Het had geen zin om het nog verder uit te stellen. Toen Tessa thuiskwam heeft ze bij de dierenarts, een beetje verderop in de straat, twee maal 5ml spierverlammende substantie gehaald (dat kreeg ze enkel mee omdat ze zelf arts is natuurlijk). Macon tot daar vervoeren zagen we geen van beiden zitten, en de dierenarts had er alle begrip voor. Hij raadde aan de vloeistof pulp-fictiongewijs rechtstreeks (of zo dicht mogelijk) in het hart in te spuiten.

Nu ben ik niet meteen kleinzierig, maar ik weet hoe onze katten reageerden bij een gewoon bezoek aan de dierenarts, en ik zag het eigenlijk ook niet meteen zitten om Macon vlak voor zijn dood nog even aan de horror van die naald in zijn hart bloot te stellen. Maar het moest. Het was dat of een vreselijk trage dood waarvan hij volgens mij toch afzag.

Dus stonden we alledrie rond hem –we hadden alles goed uitgelegd aan Henri, en hem de keuze gelaten of hij erbij wou zijn. Macon gaf geen kik, toen de lange naald in zijn uitgemergelde lijfje werd geduwd –wat mij sterkte in de beslissing dat het inderdaad beter was om zijn negen levens zo te beëindigen. Voor de rest duurde het nog geen minuut. Hij ontspande helemaal, legde zijn kopje neer, and that was it.

Mâcon de la Foret Bellifontaine. De mevrouw van wie we hem hadden gekocht keek even raar op, toen we zijn naam voorstelden. Het moest met een ‘m’ beginnen –dat is zo’n regeling: per jaar schuift dat een letter op– en ik was indertijd nogal zeer erg into Peter Greenaway (The Baby of Mâcon was nog niet zo heel lang daarvoor uitgebracht). We kregen een heuse stamboom mee, waaruit bleek dat hij wel degelijk een echte Chartreux (Kartuizer) was, met maar liefst vijf kampioenkatten –waarvan drie internationaal– onder zijn voorouders.

Hij was geboren op 30 juni 1996, en is dus net geen 11 –60 in mensenjaren zegt het dierenartsboekje mij– geworden. Ik herinner mij nog hoe we een krakkemikkige R5 van Gent naar Arbonne la Foret –vlakbij Fontainebleau– zijn gereden om hem af te halen.

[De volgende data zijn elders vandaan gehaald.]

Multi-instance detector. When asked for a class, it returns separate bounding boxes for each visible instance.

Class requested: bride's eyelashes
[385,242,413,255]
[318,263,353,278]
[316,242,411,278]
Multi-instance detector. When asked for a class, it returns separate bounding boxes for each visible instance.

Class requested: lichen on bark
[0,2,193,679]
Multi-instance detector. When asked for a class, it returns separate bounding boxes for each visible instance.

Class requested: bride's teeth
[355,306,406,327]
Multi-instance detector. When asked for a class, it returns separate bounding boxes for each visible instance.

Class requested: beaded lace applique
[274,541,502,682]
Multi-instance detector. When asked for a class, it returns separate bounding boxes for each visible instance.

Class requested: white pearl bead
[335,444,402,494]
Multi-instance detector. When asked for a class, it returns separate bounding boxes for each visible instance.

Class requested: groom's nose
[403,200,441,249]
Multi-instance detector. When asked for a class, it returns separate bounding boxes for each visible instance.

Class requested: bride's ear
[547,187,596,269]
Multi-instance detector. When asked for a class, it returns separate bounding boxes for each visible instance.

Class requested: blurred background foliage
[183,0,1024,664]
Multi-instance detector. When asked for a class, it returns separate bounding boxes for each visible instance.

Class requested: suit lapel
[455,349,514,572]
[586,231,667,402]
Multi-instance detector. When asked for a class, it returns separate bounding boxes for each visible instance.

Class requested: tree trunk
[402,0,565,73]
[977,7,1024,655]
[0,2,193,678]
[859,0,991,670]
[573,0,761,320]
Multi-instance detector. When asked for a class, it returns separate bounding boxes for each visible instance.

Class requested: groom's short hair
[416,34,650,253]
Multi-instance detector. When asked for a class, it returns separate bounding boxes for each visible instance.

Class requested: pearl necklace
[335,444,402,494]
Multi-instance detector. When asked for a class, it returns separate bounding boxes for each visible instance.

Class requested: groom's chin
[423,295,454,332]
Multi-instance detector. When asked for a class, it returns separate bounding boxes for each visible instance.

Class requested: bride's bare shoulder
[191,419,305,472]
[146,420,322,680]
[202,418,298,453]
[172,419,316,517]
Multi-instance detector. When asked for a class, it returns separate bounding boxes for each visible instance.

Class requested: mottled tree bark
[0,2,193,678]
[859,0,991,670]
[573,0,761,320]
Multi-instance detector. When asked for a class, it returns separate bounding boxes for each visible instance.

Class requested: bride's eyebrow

We brachten toen een kleine blauwgrijze kat mee naar de Tarbotstraat –waar we toen nog woonden– een heel nerveus en bang hoopje kat, dat we gedurende de terugweg in een ruime doos hebben laten zitten opdat hij vooral niet zenuwachtiger zou zijn geworden van het voorbijflitsende landschap.

“Hoewel hij voor iedereen lief is, hecht een kartuizer zich maar aan één persoon”, zo had de mevrouw ons gewaarschuwd. “En die kiest hij zelf uit.” Ik was dan ook verschrikkelijk blij toen al gauw bleek dat hij mij had gekozen. Male bonding, ongetwijfeld. Macon was dus niet zozeer mijn kat, maar eerder mocht ik zijn baasje zijn.

(…)

macon

Macon

Het gaat niet goed met mijn kat. Eind vorig jaar is hij ziek geworden, en gezien hij steeds verschrikkelijk dorst had, dachten we eerst aan diabetes. De dierenarts heeft dat echter tegengesproken, en Macon kreeg een antibioticakuur voorgeschreven. Even, heel even, bracht dat beterschap, maar al gauw ging het weer slechter.

Hij staat wankel op zijn poten, slaagt er met moeite in de trappen op en af te lopen (waardoor we soms zijn excreties uit de traphal moeten weghalen), en kwijnt zienderogen weg. De regio aan zijn heupen, is volledig ingevallen, en als je daar voelt, dan raken je vingers elkaar door zijn lichaam heen. Goed kan dat niet zijn.

Hij klaagt niet, of weinig, en is telkens weer verschrikkelijk gelukkig als we thuiskomen en wat tijd met hem kunnen spenderen. Veel doet hij niet meer, behalve wat wiegen op zijn voorpoten, en spinnen als een naaimachien als ik hem zachtjes –opdat hij niet zou vallen– over zijn kopje streel.

Het wordt tijd voor afscheid, vrees ik. Maar dat besef maakt het er niet makkelijker op.